Opinion
No. 78-1704.
February 27, 1979.
Appeal from the Circuit Court for Dade County, Jon I. Gordon, J.
A. John Goshgarian and Howard J. Hochman, Miami, for appellant.
Ronald S. Lieberman and Kenneth Ofgang, Miami, for appellee.
Before BARKDULL, HUBBART and SCHWARTZ, JJ.
By this interlocutory appeal under Fla.R. App.P. 9.130(a)(4) (1978), we are asked to review the propriety of a post-judgment order approving a general master's report on a motion to modify child custody filed by the wife Sherry Waszkowski in a marriage dissolution action. We affirm the order under review except that portion which approves a child support award of $25 a week to be paid by the husband John Waszkowski as recommended in the general master's report. The child support award as contained in the order under review is reversed.
The law is clear that a general master may not go beyond the matters referred to him for determination by the trial court, and that if a general master reports as to a matter which was not referred to him by the trial court, his report so far as it relates to that matter is a nullity. Burns v. Burns, 153 Fla. 73, 13 So.2d 599 (1943); White v. Walker, 5 Fla. 478, 486 (1854); Koenig v. Watsco, Inc., 261 So.2d 851, 854 (Fla. 3d DCA 1972). In the instant case, the general master exceeded the scope of his authority when he took testimony and determined the issue of child support herein. The trial court had previously referred the issues of child custody and visitation to the general master for determination based on the wife's post-judgment motion to modify child custody. The wife did not request child support in her motion to modify and the trial court did not refer that issue to the general master for determination. As such, the general master's report relating to child support was a nullity and should not have been approved on that issue by the trial court. In all other respects, the general master's report was properly approved by the trial court.

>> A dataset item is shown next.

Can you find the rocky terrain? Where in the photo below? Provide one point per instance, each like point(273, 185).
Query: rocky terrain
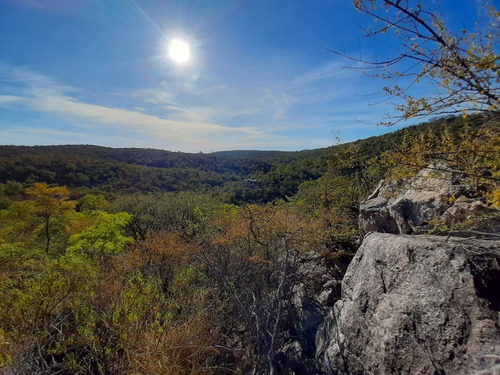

Affirmed in part; reversed in part.
I fully agree with the court's reversal of the award of child support. However, I would also reverse that portion of the order on interlocutory appeal which eliminated a requirement that the child remain in Dade County, which had been incorporated into an earlier award of custody to the mother. The effect of the modification, for which the mother moved only two days after the prior order had been entered, was to permit the child to be taken to Texas with the mother and her new husband, and thus to end, as a practical matter, the father's liberal visitation rights which he had been granted and which he had faithfully exercised. See Scheiner v. Scheiner, 336 So.2d 406, 408 (Fla. 3d DCA 1976), cert. denied, 342 So.2d 1103 (Fla. 1977). In my view, the record contains no evidence whatever of a substantial change of circumstances adversely affecting the welfare of the child which is required to warrant a modification of the arrangements provided in an existing award of child custody. Frye v. Frye, 205 So.2d 310 (Fla. 4th DCA 1967); Ritsi v. Ritsi, 160 So.2d 159 (Fla. 3d DCA 1964), cert. denied, 166 So.2d 591 (Fla. 1964). I think therefore that, as in such cases as Jacobs v. Ross, 304 So.2d 542 (Fla. 3d DCA 1974); Sharp v. Hixon, 293 So.2d 113 (Fla. 2d DCA 1974); and McManus v. McManus, 238 So.2d 473 (Fla. 2d DCA 1970), the modification should not be permitted to stand.